Idque petit corpus mens unde est saucia amore; Unde feritur, eo tendit, gestitq: coire._LUCR.

Having to no purpose used all peaceable endeavours, the collected part of the semen, raised and inflamed, became adust, converted to choler, turned head upon the spinal duct, and ascended to the brain. The very same principle that influences a bully to break the windows of a whore who has jilted him, naturally stirs up a great prince to raise mighty armies, and dream of nothing but sieges, battles, and victories.

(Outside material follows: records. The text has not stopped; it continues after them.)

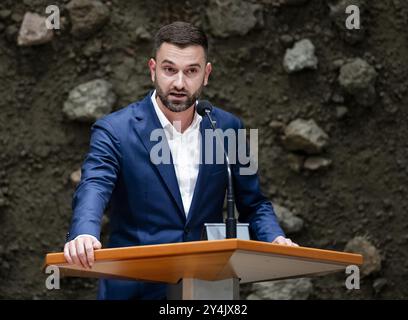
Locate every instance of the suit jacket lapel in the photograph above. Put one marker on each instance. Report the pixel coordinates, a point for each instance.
(203, 173)
(147, 122)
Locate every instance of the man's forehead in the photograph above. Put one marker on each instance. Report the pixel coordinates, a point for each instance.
(169, 53)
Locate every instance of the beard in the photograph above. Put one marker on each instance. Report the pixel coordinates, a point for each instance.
(181, 105)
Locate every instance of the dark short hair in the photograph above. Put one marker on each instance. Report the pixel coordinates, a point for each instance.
(181, 34)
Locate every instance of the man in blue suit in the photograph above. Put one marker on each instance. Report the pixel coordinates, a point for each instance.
(154, 203)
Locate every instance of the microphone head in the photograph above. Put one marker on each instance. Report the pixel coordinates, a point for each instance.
(203, 106)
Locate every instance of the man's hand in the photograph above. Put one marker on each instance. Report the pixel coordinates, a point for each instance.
(284, 241)
(80, 251)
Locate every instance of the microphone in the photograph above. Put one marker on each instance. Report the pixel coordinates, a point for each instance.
(204, 108)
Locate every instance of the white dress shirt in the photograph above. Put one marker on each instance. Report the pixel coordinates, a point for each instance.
(185, 150)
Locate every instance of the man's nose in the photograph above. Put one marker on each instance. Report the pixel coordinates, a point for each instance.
(179, 81)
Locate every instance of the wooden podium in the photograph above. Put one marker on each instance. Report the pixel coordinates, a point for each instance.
(208, 269)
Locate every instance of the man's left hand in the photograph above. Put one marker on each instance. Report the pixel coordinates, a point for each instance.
(284, 241)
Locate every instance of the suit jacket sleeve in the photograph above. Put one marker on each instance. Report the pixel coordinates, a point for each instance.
(253, 207)
(98, 177)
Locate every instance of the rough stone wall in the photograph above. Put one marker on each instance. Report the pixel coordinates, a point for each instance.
(330, 106)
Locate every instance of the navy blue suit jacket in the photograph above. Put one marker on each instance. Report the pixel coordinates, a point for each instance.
(146, 205)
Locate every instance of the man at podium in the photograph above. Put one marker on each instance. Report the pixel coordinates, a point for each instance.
(166, 202)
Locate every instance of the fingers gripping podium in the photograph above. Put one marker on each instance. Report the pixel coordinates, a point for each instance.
(208, 269)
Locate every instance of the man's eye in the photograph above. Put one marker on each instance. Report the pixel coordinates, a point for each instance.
(168, 69)
(192, 71)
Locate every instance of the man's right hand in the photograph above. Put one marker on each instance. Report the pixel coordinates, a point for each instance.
(80, 251)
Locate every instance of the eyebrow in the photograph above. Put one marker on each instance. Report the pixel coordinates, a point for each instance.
(172, 63)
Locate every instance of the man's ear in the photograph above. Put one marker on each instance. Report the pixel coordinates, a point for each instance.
(152, 68)
(208, 69)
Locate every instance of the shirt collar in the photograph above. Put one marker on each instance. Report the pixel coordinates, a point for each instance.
(166, 124)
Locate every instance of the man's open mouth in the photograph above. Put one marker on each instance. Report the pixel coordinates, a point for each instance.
(178, 95)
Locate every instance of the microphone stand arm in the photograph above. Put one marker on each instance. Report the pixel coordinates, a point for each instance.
(230, 221)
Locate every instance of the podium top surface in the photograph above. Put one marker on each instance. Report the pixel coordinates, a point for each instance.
(251, 261)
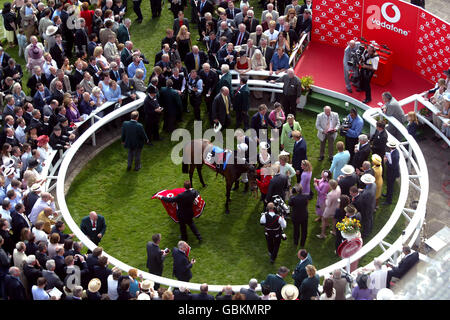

—- Teterrima belli Causa —-

The other instance [3] is what I have read somewhere in a very ancient author, of a mighty king, who, for the space of above thirty years, amused himself to take and lose towns, beat armies, and be beaten, drive princes out of their dominions; fright children from their bread and butter; burn, lay waste, plunder, dragoon, massacre subject and stranger, friend and foe, male and female. `Tis recorded, that the philosophers of each country were in grave dispute upon causes natural, moral, and political, to find out where they should assign an original solution of this phenomenon. At last the vapour or spirit, which animated the hero’s brain, being in perpetual circulation, seized upon that region of the human body, so renowned for furnishing the zibeta occidentalis, [4] and gathering there into a tumor, left the rest of the world for that time in peace. Of such mighty consequence it is where those exhalations fix, and of so little from whence they proceed. The same spirits which, in their superior progress would conquer a kingdom, descending upon the anus, conclude in a fistula.